Gardner provided the St. Louis police department with the list of officers Tuesday, her spokeswoman, Susan Ryan, said. Ryan also declined to say why the officers were on the list.
Police Chief John Hayden said the department is seeking "legal guidance on how this affects the police division."
"At this time, we are considering how best to proceed and what if any actions to take," Hayden said in a statement.
But Ryan said Gardner's office has had "in-depth conversations with the police department about our concerns."
Mayor Lyda Krewson, through her spokesman, declined comment.
Ryan said the circuit attorney's office is reviewing only open cases, not cases already adjudicated. If a police officer on the exclusion list is deemed a non-essential witness, the case will still proceed, she said.

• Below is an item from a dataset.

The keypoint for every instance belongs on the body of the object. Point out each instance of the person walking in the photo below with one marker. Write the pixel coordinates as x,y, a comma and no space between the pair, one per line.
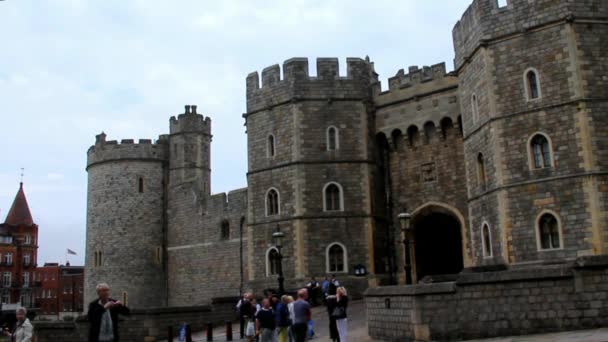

If the officer is the witness deemed most essential to the case, the case will be evaluated further to determine if the case should be dropped.
Ryan said prosecutors have an obligation to exclude witnesses who are not deemed credible.
Jeff Roorda, business manager for the St. Louis Police Officers' Association, did not immediately respond to phone and email messages seeking comment, but told the Post-Dispatch the union was "surprised and alarmed by this unexpected action by the Circuit Attorney's office."
Gardner was elected in 2016 and has had a testy relationship with police. Though her predecessor filed the charge, it was Gardner's office that prosecuted former officer Jason Stockley, who was charged with murder in the death of a black suspect. The acquittal last September of Stockley, who is white, set off weeks of protests.
In June, Gardner dropped hundreds of traffic cases and nearly three dozen other cases brought by a Missouri state trooper, citing concerns about his conduct during traffic stops.
Hawley said he has reached out to Gardner's office for an explanation.
"I do not understand the reasons for this at all, and I can say I am deeply concerned about this," Hawley said. "Every community in this state deserves the protection of the law, the fair and equal protection of the law, and I am deeply concerned that this action will result in criminals going free, being unaccountable, and vulnerable communities not getting the protection they deserve."